I ran into that quote in Srebrenica memorial cemetery written on a beautiful stone that stands in the junction of the path. Being there after listening to Hasan testimony on how he survived genocide, surrounded by families who went to visit their relatives at the cemetery I could not stop thinking about the admirable capacity of survivors to overcome theirs suffering and transform the wrongdoings they suffered into inspiring actions for theirs communities and society in general. That survivor’s strength and courage is enlightening for society to remember and reflect on what happened, and for individuals to commit to the non-repetition of the atrocities through everyday actions.
During these past few days of the Symposium I remembered one of the survivors of the Colombian armed conflict that I have had the pleasure to meet and work with. Her name is Regina. She is a strong and smart afro-descendant woman who lost one her sons in a massacre perpetrated by the paramilitaries in Buenaventura – one of the poorest cities in Colombia and the yet most important Colombian harbor on the Pacific coast.
After working with Regina for about two years I came to know about her work on memory, acknowledgement and reconciliation. Her and other parents who lost their sons on the same massacre, after struggling with the suffering of their loss, found a way to heal and remember through traditional celebrations. Two years after the massacre they started commemorating the deaths through the matachines dances, which is a celebration rooted in African traditions. As part of the celebration, they pray for those who were massacred, put up their pictures, talk about their hobbies and dance the matachines that their sons loved so much.

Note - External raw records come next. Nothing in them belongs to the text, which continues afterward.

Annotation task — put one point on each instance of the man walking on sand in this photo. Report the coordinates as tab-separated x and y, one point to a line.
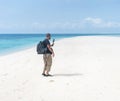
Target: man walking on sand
47	57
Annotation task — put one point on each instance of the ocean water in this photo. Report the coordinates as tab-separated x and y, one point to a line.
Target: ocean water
14	42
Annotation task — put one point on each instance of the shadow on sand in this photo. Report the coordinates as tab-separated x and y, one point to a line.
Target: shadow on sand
69	75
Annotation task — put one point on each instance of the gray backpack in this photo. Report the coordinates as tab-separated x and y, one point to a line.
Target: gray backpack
41	49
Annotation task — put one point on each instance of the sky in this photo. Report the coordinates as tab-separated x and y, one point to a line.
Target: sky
60	16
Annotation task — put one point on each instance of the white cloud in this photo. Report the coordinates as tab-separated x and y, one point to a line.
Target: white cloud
100	23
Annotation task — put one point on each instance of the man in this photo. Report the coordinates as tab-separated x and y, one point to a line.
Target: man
47	57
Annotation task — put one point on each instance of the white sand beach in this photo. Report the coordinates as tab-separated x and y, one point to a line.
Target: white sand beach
84	69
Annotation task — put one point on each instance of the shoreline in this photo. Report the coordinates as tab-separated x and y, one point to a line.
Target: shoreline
84	68
23	48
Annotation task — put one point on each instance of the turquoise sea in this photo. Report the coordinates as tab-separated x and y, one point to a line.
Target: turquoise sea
15	42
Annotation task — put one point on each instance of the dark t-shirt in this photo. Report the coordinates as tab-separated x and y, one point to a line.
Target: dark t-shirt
46	42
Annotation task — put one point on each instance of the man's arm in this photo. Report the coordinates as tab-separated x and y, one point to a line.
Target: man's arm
51	50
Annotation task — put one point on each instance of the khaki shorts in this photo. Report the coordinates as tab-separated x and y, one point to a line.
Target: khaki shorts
47	61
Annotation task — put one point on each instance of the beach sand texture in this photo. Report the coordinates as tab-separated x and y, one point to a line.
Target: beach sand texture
84	68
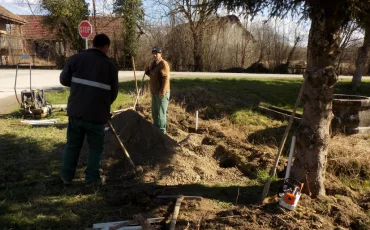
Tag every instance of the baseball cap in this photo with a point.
(156, 50)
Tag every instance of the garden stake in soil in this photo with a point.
(273, 170)
(138, 170)
(176, 211)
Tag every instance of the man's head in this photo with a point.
(157, 53)
(101, 42)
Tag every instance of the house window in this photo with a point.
(8, 28)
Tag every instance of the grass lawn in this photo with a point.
(31, 195)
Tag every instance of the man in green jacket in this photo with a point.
(159, 73)
(93, 79)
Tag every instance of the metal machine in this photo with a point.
(33, 101)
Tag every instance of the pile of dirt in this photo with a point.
(165, 161)
(189, 161)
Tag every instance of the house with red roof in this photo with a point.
(11, 37)
(44, 44)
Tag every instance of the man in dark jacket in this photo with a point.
(93, 79)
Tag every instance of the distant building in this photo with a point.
(11, 37)
(43, 44)
(226, 44)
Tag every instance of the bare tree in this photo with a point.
(362, 56)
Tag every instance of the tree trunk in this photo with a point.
(313, 133)
(198, 50)
(362, 55)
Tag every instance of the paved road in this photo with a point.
(49, 79)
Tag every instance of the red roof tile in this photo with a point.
(7, 15)
(36, 30)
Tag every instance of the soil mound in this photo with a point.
(164, 160)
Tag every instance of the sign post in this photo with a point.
(85, 30)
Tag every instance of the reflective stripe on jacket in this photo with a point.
(93, 79)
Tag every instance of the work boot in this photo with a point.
(96, 183)
(65, 182)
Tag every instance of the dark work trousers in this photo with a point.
(77, 129)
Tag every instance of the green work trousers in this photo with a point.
(77, 129)
(159, 110)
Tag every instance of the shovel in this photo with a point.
(137, 170)
(273, 170)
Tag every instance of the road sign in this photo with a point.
(85, 29)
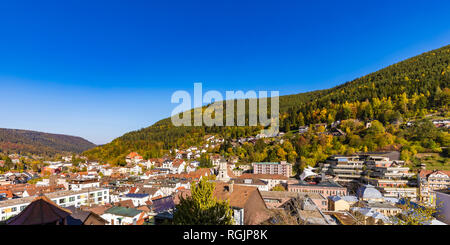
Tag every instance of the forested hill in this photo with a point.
(38, 143)
(408, 89)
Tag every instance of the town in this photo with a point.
(363, 188)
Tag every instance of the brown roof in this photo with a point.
(177, 162)
(99, 209)
(41, 211)
(263, 176)
(239, 196)
(425, 173)
(125, 203)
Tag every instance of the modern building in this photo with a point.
(10, 208)
(282, 168)
(429, 182)
(326, 188)
(443, 209)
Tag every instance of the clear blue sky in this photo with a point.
(98, 69)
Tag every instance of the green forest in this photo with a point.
(414, 90)
(25, 142)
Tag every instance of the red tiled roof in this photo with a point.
(263, 176)
(425, 173)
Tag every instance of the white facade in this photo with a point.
(10, 208)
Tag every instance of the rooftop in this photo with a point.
(23, 200)
(124, 211)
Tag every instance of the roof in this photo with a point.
(238, 197)
(123, 211)
(78, 216)
(133, 155)
(99, 209)
(163, 204)
(136, 195)
(425, 173)
(126, 203)
(263, 176)
(368, 192)
(41, 211)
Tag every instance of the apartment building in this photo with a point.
(12, 207)
(392, 178)
(345, 168)
(282, 168)
(429, 182)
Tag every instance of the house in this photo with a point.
(337, 203)
(326, 188)
(41, 211)
(272, 180)
(260, 184)
(123, 216)
(303, 129)
(443, 207)
(79, 184)
(81, 217)
(247, 203)
(282, 168)
(178, 166)
(430, 181)
(133, 158)
(138, 199)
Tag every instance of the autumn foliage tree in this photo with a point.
(202, 208)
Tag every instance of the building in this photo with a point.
(223, 172)
(247, 203)
(133, 158)
(429, 182)
(81, 217)
(344, 168)
(443, 207)
(260, 184)
(138, 199)
(272, 180)
(41, 211)
(123, 216)
(276, 199)
(10, 208)
(282, 168)
(337, 203)
(326, 188)
(79, 184)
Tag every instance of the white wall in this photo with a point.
(443, 207)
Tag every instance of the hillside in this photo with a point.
(408, 89)
(44, 144)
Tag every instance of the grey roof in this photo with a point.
(78, 216)
(124, 211)
(369, 192)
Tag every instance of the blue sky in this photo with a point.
(98, 69)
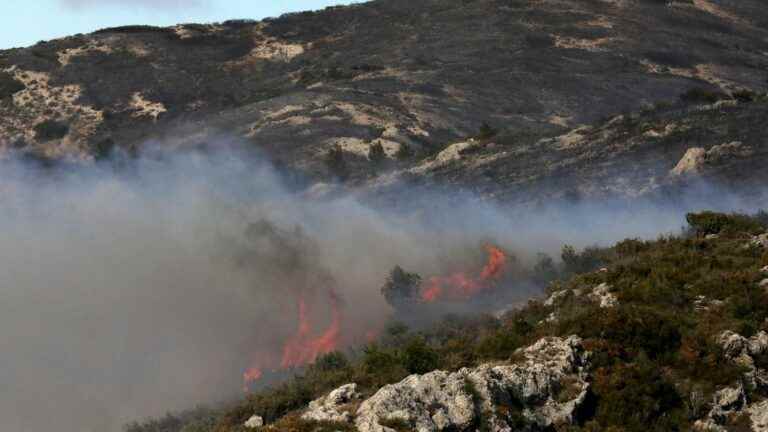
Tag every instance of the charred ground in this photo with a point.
(415, 78)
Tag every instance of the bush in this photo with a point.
(708, 222)
(376, 153)
(336, 162)
(401, 287)
(8, 85)
(48, 130)
(700, 95)
(418, 357)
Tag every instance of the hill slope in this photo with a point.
(413, 75)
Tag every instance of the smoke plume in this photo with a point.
(148, 4)
(129, 292)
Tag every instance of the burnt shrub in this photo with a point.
(699, 95)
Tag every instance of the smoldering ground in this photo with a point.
(127, 293)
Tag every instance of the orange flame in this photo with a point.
(462, 286)
(302, 348)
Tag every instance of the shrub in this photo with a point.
(708, 222)
(336, 162)
(376, 153)
(486, 132)
(590, 259)
(700, 95)
(401, 287)
(419, 357)
(48, 130)
(8, 85)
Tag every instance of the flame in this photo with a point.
(250, 376)
(303, 348)
(460, 285)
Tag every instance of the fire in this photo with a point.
(462, 286)
(303, 347)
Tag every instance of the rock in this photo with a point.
(758, 413)
(547, 388)
(726, 403)
(702, 303)
(691, 162)
(696, 158)
(604, 296)
(254, 422)
(329, 407)
(760, 241)
(555, 297)
(741, 351)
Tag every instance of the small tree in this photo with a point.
(336, 162)
(401, 287)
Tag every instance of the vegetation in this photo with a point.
(656, 360)
(8, 85)
(336, 162)
(48, 130)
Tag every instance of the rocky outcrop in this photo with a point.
(254, 422)
(758, 414)
(760, 241)
(602, 294)
(697, 158)
(331, 407)
(545, 389)
(726, 403)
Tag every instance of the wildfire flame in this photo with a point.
(462, 286)
(303, 348)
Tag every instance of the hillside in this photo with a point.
(665, 335)
(316, 91)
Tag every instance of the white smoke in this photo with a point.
(126, 293)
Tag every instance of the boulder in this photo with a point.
(254, 422)
(726, 403)
(741, 350)
(330, 407)
(691, 162)
(758, 413)
(603, 295)
(544, 390)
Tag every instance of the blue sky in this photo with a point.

Year after year, Regina and the other families have commemorated and found strength to stand up and talk about the crimes committed, who did it and why, information that some part of the Colombian society does not want to know about. Every year, they commit to raise their voices so crimes as such never happen again.
When meeting Hasan in Srebrenica I recognized the same strength and courage that Regina and all the survivors have. It is really inspiring how they keep working for truth, memory and non-repetition. Their capacity to transform the wrongdoings they suffered on actions for society to understand what happened, inspire the life of others and contribute to the non-recurrence. Hence, our job as peace builders is to support that great work they do by making sure the scenarios, policies, and actors work together to guarantee acknowledgment and the satisfaction of their rights.